ReNaming Heritage – Abenaki Trails, Place Names & Geographic Features

From the Cowasuck Bank of the Pannacook-Abenaki People:

Since the early 1990s, the Cowasuck Band of the Pennacook – Abenaki People has been engaged in preserving existing and decolonizing anglicized names that have been applied to Abenaki-Pennacook places, mountains, rivers, lakes, and other geographic features.  We have worked with the University of New Hampshire (UNH) faculty and students, the Indigenous NH Collaborative Collective (INHCC), and the New Hampshire Commission on Native American Affairs (NHCNAA), and other government agencies.  We started to research this subject using our etymology resources within our Algonquin, Abenaki, and Pennacook language documents and archives.

The Cowasuck Band’s first documented work on place names occurred when the U.S. Geological Survey contacted us in 2002 about Aquidneck Island in Narragansett Bay, Rhode Island. Since then, numerous people have contacted us for review or consultation on place names or naming opportunities in the Northeast, including Agiocochook Crag, the Isles of Shoals, Weirs Community Park Trails, Squaw Cove in Sandwich, NH, Mount Agassiz, and the Winnacunnet Estuary. 

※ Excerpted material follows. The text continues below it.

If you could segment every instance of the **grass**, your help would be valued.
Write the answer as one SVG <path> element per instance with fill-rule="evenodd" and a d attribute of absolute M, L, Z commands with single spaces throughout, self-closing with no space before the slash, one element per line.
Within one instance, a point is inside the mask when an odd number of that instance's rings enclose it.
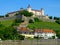
<path fill-rule="evenodd" d="M 29 23 L 28 25 L 31 29 L 54 29 L 54 30 L 60 30 L 60 25 L 55 22 L 34 22 Z"/>
<path fill-rule="evenodd" d="M 3 21 L 0 21 L 2 25 L 8 27 L 10 26 L 12 23 L 13 23 L 14 20 L 3 20 Z"/>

When INHCC was formed, a key element of the collective in 2017 was to develop a Story Map and blog. The mapping effort required extensive research for each place or feature on the map that could be identified by a historic Abenaki-Pennacook word or description.  INHCC has also concentrated on an on-campus UNH project to name the trails, walkways, bridges, stairs, and other campus landscape and infrastructure with Abenaki names. The focus area of this on-going project is the numerous trails and infrastructure features that are located in the ravine area between the main buildings on campus. Garrett Chapman, an INHCC member, UNH staff member, and NH Commission on Native American Affairs member, agreed to lead the project through the internal UNH process to get the proposed names approved for the creation and placement of signs on campus. Interdepartmental meetings have been ongoing and the project remains in progress.